Small CLI tools to work with bibtex entries: get entries from DOI/arXiv/PubMed IDs and format bibtex files.
Just so you know, there is now Zotero BIB on the browser that can do this (and more). I will keep maintaining doi2bib though, since it is an integral part of my workflow.
This package provides three CLI tools:
- doi2bib - Get bibtex entries from DOI, arXiv ID, or PubMed ID (pretty printed with
bibfmt) - bibfmt - Pretty print and format bibtex files (using very few dependencies)

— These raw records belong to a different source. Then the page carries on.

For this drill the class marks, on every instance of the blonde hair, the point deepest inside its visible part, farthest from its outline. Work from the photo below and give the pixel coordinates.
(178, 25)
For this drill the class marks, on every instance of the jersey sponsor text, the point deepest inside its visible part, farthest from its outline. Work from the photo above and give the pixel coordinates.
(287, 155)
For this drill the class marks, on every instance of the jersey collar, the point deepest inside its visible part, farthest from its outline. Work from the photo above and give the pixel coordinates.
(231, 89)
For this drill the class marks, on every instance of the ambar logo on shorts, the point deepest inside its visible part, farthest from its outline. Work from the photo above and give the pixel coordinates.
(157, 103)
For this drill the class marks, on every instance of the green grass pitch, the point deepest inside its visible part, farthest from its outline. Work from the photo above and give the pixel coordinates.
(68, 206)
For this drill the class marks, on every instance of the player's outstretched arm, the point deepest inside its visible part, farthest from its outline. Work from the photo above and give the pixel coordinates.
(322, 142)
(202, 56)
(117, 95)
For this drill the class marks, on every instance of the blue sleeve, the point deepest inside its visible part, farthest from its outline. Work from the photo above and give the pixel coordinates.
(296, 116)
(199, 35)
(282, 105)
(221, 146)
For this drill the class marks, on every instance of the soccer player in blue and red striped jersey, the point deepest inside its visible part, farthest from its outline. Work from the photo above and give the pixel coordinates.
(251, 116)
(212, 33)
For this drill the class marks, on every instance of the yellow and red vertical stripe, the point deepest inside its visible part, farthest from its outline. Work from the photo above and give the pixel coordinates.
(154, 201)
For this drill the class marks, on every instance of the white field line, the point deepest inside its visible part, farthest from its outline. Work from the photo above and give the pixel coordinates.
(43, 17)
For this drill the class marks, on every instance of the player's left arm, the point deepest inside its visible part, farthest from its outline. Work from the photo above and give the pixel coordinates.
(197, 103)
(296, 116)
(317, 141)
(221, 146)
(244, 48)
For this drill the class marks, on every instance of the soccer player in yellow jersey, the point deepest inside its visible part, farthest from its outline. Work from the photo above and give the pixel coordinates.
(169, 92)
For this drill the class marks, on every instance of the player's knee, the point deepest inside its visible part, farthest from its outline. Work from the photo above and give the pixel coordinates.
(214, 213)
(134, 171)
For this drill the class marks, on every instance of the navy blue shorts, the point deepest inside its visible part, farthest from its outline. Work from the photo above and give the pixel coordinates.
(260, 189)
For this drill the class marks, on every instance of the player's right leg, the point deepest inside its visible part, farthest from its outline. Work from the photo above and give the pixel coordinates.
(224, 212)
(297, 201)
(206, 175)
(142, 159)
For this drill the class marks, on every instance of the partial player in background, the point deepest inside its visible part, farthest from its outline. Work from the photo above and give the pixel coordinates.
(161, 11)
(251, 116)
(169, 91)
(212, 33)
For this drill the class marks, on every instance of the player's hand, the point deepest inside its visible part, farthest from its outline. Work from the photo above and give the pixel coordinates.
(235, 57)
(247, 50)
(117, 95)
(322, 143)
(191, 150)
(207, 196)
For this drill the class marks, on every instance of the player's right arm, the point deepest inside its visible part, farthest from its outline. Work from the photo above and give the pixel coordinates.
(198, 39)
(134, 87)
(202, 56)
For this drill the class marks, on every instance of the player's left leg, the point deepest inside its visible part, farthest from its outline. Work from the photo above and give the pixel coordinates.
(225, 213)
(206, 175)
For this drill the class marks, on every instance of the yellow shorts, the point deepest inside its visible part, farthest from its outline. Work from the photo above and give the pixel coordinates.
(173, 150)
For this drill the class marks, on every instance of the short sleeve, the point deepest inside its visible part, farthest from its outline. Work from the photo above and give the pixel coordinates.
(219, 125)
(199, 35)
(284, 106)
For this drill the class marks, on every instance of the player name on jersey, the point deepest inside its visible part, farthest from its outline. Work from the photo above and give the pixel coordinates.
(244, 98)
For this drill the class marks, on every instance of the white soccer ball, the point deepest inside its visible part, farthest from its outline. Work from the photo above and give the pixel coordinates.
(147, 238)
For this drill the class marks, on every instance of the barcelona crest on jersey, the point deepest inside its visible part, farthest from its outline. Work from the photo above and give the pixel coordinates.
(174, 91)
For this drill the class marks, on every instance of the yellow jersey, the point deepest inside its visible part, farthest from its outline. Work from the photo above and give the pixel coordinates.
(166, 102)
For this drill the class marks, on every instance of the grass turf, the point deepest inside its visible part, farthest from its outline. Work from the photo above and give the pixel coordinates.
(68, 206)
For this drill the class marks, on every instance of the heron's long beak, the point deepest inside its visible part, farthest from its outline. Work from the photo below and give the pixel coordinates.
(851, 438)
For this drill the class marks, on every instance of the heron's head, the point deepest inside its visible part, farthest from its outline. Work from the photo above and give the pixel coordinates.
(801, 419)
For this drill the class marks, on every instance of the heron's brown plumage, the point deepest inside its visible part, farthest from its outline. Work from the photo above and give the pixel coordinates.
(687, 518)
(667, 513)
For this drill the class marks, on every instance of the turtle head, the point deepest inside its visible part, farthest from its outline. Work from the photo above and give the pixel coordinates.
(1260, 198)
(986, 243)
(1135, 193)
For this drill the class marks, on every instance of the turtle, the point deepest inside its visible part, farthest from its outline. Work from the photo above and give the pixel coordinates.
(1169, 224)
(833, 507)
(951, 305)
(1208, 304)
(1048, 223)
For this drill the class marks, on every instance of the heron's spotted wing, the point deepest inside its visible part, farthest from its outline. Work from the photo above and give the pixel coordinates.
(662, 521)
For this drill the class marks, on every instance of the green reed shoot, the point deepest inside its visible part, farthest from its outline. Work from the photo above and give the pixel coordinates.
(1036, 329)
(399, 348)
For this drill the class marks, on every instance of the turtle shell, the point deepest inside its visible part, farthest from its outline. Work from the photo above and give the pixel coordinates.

- bibdedup - Deduplicate BibTeX entries across multiple files
$ doi2bib --help=plain
NAME
doi2bib - A little CLI tool to get the bibtex entries for DOIs, arXiv
IDs, or PubMed IDs.
SYNOPSIS
doi2bib [OPTION]... [FILES]...
DESCRIPTION
doi2bib reads files containing identifiers (DOIs, arXiv IDs, or
PubMed IDs) with one identifier per line, and fetches the
corresponding BibTeX entries.
The tool automatically infers the type of identifier. You can force
the CLI to lookup a DOI by using the form 'doi:ID' or an arXiv ID by
using the form 'arXiv:ID'. PubMed IDs always start with 'PMC'.
Use '-' as a filename to read identifiers from stdin.
ARGUMENTS
FILES Files containing DOIs, arXiv IDs, or PubMed IDs (one per
line). Use '-' to read from stdin. Multiple files can be
specified and will be processed sequentially.
OPTIONS
-o OUTPUT, --output=OUTPUT (absent=stdout)
Append the bibtex output to the specified file. It will create the
file if it does not exist. If not specified, writes to stdout.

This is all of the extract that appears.